The government has, however, clarified that it has only circulated a draft amendment for inviting objections to the rules for change in language eligibility
An FIR against People’s Democratic Party (PDP) leader Iltija Mufti over a social media post has brought into sharp focus a familiar faultline in Jammu and Kashmir: the politics of language, layered with questions of identity, administration, and now, legality.
The case, registered by Cyber Police Kashmir, centres on Mufti sharing an old video of separatist leader Syed Ali Geelani, in which he speaks about the importance of learning Urdu. The post came at a politically sensitive moment, amid a fresh controversy over proposed changes to recruitment rules in the revenue department that could remove Urdu as a mandatory qualification.
Police have framed the action in national security terms. In an official statement, they said the circulation of such videos amounted to a “deliberate attempt to propagate separatist and secessionist narratives” and could disturb public order.

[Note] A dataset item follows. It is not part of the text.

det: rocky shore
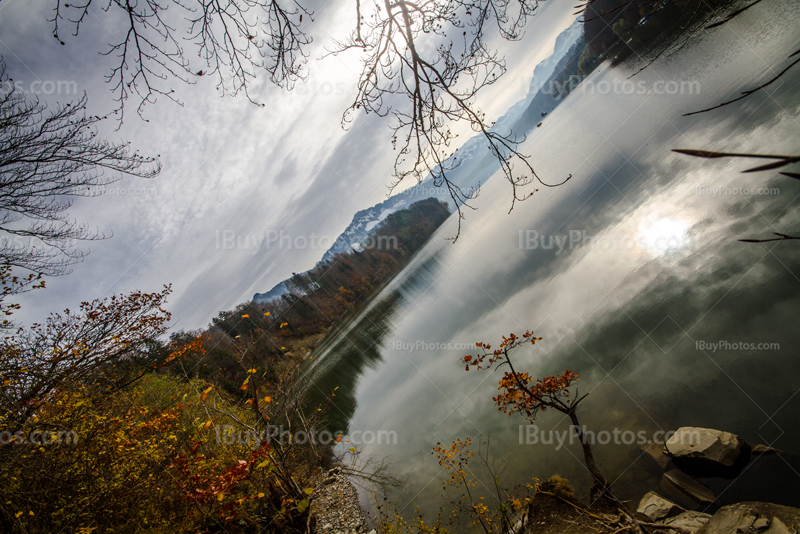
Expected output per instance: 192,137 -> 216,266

The FIR invokes multiple provisions of the Bharatiya Nyaya Sanhita and has been registered at the Cyber Police Station in Srinagar.
Mufti, however, had explicitly distanced herself from Geelani’s politics while sharing the video, writing that she did not agree with his ideology but found his emphasis on Urdu relevant.

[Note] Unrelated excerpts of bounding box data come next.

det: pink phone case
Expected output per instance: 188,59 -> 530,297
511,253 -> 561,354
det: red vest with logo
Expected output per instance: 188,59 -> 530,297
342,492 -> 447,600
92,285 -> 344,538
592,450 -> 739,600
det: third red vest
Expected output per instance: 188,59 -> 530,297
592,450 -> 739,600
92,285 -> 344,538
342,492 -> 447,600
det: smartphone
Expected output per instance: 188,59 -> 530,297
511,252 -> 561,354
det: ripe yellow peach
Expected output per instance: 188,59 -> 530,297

The controversy over Urdu predates the FIR. Earlier this month, the government invited objections to draft revenue rules proposing to drop Urdu as a recruitment requirement—triggering political pushback. Urdu has historically functioned as the working language of land and revenue records in the region, making proficiency more than symbolic.

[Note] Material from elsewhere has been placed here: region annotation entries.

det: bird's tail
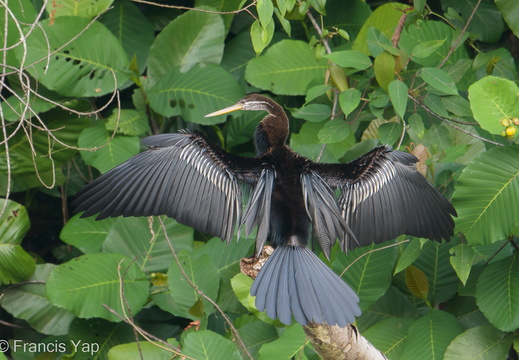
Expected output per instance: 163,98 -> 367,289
251,245 -> 361,327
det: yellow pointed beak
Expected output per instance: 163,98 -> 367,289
204,104 -> 243,117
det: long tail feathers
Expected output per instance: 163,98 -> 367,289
251,246 -> 361,327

Last year, a similar flashpoint emerged when the BJP opposed a recruitment notification for naib tehsildar posts that required Urdu, a move that eventually landed before the Central Administrative Tribunal.
The ruling National Conference has sought to defuse the issue. Adviser to Chief Minister Omar Abdullah, Nasir Aslam Wani, described the draft rules as part of a “democratic process” of consultation, while party spokesperson Imran Nabi Dar insisted no final decision has been taken.
Earlier, while addressing a press conference over the issue of dropping Urdu as a requirement for revenue jobs, Iltija also questioned the role of the chief minister, Omar Abdullah, stating that he had also previously, in his stint as the CM in 2015, stressed that the digitisation of revenue records would be carried out only in English. She said that the government was implementing a Haryana model of “English being imposed on the revenue department despite the fact that all our documents are in Urdu.”
For the PDP, the FIR reinforces a broader political argument. Senior leader Nayeem Akhtar described the move as both exclusionary and excessive, arguing that sharing a video about language cannot be equated with promoting separatism.
What the episode ultimately reveals is less about a single social media post and more about how language, particularly Urdu, continues to sit at the intersection of governance and identity in Jammu and Kashmir, where even administrative changes can quickly acquire political charge.